40 Yıllık Hatır

40 yılın hatrını neden kahveye yüklediklerini düşündünüz mü? “Çok özlemiştir canım o yüzden buluşmak için söylüyorlardır o tür sözleri”diyebilirsiniz. Ta ki kahvenin içindeki o acı tadı alana kadar. Bu acı tat sadece kahve çekirdeklerinden geliyor olamaz. Sonuçta hayatta acı olan birçok şey vardır. Sevinçli anılar bile acı gelebilir o masum görünen maskelerin ardındaki yüzleri gördüğümüz anda. Pişman oluruz ama iş işten geçmiştir. Nede olsa elimizden alınan bi 40 yılımız vardır. 

Koskoca 40 yıl… 

Onlarca yıl içerisinde neler yapabilirdiniz bir düşünsenize. Birde o yapacağınız şeyleri engelleyen saçma sapan durumları düşünün. Ne kadar kötü değil mi?

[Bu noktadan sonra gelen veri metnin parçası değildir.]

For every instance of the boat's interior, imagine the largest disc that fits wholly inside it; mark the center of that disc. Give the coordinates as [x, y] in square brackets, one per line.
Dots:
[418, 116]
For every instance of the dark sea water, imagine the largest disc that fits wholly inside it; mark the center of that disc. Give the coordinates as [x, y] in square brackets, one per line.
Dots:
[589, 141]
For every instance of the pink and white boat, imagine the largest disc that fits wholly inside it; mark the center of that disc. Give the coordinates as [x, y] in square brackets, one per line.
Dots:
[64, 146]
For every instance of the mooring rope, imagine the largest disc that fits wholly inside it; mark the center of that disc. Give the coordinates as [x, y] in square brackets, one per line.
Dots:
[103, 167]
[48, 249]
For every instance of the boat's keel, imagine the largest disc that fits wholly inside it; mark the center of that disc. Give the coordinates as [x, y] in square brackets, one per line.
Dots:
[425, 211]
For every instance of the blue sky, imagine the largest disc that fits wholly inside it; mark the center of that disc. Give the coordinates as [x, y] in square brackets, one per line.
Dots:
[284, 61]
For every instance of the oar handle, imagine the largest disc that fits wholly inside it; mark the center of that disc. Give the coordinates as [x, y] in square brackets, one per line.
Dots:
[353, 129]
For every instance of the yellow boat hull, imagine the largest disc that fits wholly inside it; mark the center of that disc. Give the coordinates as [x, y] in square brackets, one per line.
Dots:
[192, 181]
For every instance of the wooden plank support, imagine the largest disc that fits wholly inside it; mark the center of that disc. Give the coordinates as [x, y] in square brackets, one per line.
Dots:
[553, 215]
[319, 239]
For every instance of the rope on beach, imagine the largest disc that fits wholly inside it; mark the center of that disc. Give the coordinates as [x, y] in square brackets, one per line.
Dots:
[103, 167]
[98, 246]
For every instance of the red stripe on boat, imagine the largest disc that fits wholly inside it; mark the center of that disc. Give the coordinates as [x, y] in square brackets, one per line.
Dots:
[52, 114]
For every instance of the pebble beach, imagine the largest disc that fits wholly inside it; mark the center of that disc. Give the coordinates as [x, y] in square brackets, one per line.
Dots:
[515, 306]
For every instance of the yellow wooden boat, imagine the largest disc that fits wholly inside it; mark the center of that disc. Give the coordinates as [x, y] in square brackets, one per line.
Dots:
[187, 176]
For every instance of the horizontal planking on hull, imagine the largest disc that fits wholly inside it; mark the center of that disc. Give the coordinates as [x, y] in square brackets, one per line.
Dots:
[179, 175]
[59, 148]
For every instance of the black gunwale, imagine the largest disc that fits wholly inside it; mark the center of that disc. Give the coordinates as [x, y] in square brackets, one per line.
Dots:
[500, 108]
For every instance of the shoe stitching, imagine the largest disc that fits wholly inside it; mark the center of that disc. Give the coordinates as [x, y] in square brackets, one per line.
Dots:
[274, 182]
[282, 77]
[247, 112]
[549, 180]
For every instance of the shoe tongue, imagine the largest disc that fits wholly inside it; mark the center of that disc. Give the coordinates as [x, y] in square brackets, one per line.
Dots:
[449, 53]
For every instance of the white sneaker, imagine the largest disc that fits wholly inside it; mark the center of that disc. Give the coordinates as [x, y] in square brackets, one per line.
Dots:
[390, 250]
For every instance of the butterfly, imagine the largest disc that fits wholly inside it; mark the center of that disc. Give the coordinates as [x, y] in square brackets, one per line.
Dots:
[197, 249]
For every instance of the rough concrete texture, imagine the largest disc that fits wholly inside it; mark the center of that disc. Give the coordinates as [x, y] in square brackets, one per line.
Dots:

Daha çok düşündükçe kendinizi olduğunuzdan eksik gösterir bu durum. Nede olsa elinizdeki fırsatları kör eden arkadaşlıklar dostluklar aşklar yaşadınız. Sonra bu 40 yılın sonunda belki yorgunluk kahvesi içmek istediniz ama kahvenin yorgunluğunuzu atmadığını bilince içindeki acımsı tada takılarak “bu ne acı kahve be” dediniz. Oysa acı olan kahve değil sizin farkında olmadan yitirdiklerinizdi. Yinede bunu kendinize yediremediniz ve kahve çekirdeklerine söylendiniz.

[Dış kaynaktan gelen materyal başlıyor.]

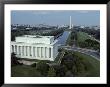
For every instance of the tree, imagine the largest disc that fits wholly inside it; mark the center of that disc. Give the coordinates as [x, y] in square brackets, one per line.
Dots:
[51, 72]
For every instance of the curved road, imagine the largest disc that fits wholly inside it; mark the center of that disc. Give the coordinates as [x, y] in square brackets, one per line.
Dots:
[89, 52]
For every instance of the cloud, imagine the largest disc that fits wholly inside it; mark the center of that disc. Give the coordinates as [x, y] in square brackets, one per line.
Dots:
[41, 12]
[83, 11]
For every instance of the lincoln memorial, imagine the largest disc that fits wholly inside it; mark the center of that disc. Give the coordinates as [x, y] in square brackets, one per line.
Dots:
[35, 47]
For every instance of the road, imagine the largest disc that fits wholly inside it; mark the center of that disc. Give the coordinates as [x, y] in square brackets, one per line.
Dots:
[89, 52]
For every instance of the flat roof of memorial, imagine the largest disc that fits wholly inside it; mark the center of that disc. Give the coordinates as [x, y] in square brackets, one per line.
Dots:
[35, 36]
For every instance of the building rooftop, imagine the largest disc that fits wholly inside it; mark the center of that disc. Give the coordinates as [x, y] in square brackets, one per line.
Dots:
[36, 36]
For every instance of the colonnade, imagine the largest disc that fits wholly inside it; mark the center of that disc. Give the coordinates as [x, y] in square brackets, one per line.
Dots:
[32, 51]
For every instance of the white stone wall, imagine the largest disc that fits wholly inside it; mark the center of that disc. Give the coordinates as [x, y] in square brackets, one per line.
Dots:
[35, 50]
[42, 39]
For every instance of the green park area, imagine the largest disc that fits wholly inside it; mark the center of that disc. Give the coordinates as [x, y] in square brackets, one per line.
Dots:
[86, 41]
[73, 64]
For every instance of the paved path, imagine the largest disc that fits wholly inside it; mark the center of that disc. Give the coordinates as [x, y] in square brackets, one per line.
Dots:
[89, 52]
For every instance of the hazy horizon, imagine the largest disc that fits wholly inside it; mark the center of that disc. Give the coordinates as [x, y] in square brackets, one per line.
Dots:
[56, 17]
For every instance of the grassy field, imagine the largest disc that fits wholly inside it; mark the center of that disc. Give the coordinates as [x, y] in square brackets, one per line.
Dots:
[24, 71]
[92, 68]
[82, 36]
[93, 65]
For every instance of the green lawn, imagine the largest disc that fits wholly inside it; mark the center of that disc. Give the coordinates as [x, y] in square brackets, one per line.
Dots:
[92, 68]
[93, 65]
[82, 36]
[24, 71]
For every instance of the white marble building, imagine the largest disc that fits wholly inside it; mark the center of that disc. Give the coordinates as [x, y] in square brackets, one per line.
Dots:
[35, 47]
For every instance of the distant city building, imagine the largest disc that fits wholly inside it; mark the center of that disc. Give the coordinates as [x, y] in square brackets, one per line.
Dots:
[70, 22]
[35, 47]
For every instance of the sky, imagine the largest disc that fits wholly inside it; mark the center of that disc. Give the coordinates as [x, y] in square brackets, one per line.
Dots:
[56, 17]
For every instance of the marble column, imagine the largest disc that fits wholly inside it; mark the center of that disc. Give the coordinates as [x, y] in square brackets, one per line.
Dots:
[47, 52]
[31, 51]
[51, 52]
[36, 52]
[43, 52]
[28, 51]
[24, 50]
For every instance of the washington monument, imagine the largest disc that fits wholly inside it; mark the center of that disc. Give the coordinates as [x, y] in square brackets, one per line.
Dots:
[70, 22]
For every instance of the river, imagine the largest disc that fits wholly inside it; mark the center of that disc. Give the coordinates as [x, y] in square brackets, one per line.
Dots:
[62, 39]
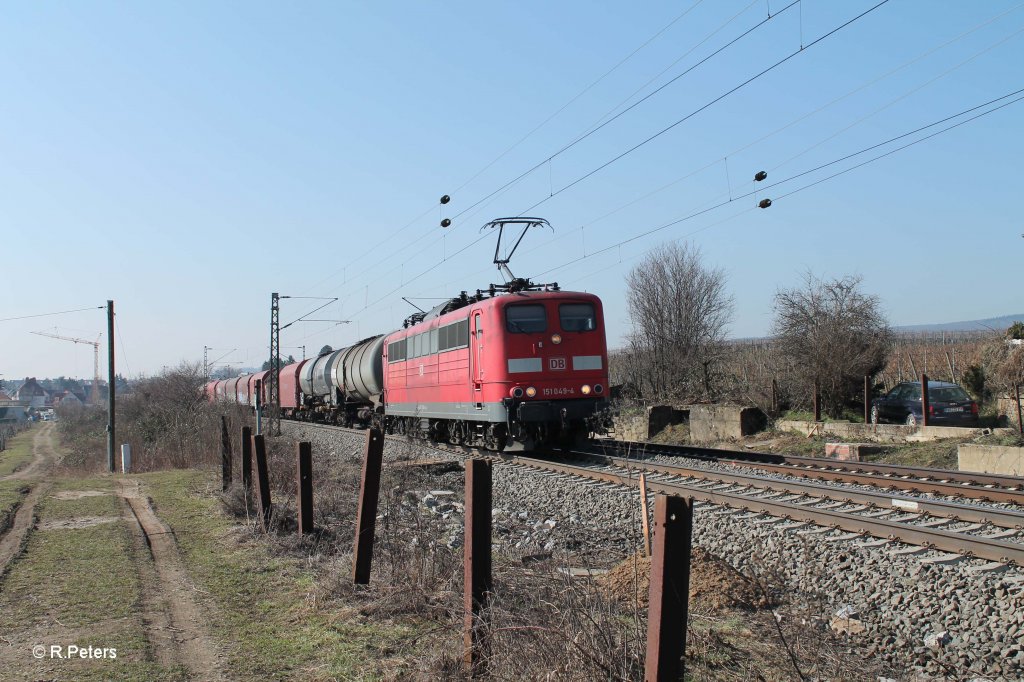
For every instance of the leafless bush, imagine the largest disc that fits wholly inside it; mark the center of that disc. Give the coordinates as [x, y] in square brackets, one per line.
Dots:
[830, 332]
[545, 625]
[166, 419]
[680, 311]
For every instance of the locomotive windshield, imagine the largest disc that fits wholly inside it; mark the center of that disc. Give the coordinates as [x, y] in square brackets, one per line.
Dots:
[525, 318]
[578, 316]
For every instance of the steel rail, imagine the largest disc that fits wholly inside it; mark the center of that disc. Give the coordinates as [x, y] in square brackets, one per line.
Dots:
[991, 549]
[993, 487]
[971, 513]
[975, 546]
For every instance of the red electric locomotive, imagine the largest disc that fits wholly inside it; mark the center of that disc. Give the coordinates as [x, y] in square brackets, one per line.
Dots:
[516, 367]
[508, 372]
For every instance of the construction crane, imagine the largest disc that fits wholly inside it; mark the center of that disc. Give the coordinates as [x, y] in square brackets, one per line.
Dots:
[94, 394]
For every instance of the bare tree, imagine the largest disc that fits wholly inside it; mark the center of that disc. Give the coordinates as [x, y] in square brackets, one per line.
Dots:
[833, 332]
[680, 311]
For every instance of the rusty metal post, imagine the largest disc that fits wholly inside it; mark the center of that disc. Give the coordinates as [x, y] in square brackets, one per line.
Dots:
[645, 522]
[476, 565]
[670, 585]
[817, 400]
[262, 482]
[225, 455]
[925, 402]
[867, 399]
[304, 496]
[247, 458]
[1020, 418]
[366, 520]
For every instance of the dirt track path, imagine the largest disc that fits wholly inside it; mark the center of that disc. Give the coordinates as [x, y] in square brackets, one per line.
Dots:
[43, 457]
[173, 620]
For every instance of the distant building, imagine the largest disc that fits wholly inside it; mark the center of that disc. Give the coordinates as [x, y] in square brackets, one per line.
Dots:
[33, 394]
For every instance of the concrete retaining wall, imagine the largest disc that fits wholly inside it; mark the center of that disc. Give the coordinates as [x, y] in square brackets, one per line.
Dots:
[711, 423]
[1008, 407]
[876, 432]
[648, 424]
[991, 459]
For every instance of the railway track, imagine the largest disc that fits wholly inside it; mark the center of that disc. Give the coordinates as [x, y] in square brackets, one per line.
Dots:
[991, 487]
[867, 517]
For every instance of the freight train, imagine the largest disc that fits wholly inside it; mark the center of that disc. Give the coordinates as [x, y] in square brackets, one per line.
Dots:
[514, 370]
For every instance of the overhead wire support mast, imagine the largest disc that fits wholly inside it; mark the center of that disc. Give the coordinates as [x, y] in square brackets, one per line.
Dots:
[272, 379]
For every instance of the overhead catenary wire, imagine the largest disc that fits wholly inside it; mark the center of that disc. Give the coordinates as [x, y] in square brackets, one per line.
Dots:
[501, 156]
[59, 312]
[812, 170]
[708, 104]
[643, 99]
[659, 133]
[858, 121]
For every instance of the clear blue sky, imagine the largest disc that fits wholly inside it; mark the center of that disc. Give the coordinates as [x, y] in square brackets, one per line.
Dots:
[187, 159]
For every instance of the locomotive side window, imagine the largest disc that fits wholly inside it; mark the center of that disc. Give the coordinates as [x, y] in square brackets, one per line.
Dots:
[525, 318]
[452, 336]
[578, 316]
[396, 351]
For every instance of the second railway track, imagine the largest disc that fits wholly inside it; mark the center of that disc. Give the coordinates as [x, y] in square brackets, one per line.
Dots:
[876, 518]
[992, 487]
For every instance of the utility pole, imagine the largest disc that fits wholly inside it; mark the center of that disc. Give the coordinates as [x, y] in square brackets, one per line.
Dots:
[110, 388]
[272, 389]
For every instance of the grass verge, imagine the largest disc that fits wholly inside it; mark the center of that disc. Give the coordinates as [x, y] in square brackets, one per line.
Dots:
[264, 606]
[17, 455]
[77, 583]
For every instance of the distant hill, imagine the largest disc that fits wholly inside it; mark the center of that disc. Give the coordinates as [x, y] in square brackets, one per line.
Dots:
[998, 324]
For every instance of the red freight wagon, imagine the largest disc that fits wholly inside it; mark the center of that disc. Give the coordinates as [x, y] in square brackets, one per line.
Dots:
[524, 368]
[222, 389]
[289, 388]
[258, 379]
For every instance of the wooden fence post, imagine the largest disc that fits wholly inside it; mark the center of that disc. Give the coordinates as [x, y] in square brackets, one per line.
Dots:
[225, 455]
[304, 495]
[366, 520]
[867, 399]
[926, 403]
[477, 584]
[262, 482]
[247, 458]
[670, 585]
[817, 400]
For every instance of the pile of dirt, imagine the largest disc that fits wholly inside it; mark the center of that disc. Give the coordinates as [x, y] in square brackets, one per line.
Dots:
[714, 584]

Kim bilir 40 yıllık hatırı sayılan kahve çekirdekleri de   anlattıklarınızdan dolayı acılaşmıştır. Hatta acılar o çekirdeklerde olgunlaşmış ve kendine has bir acı tat almıştır. Kahveye kafa tutan bir başka acı tat. “Acı tat” kelimesindeki “tat” kelimesini bile yakacak  bir acı. Bu acı ise tatlısıyla beraber var olan  hayattır.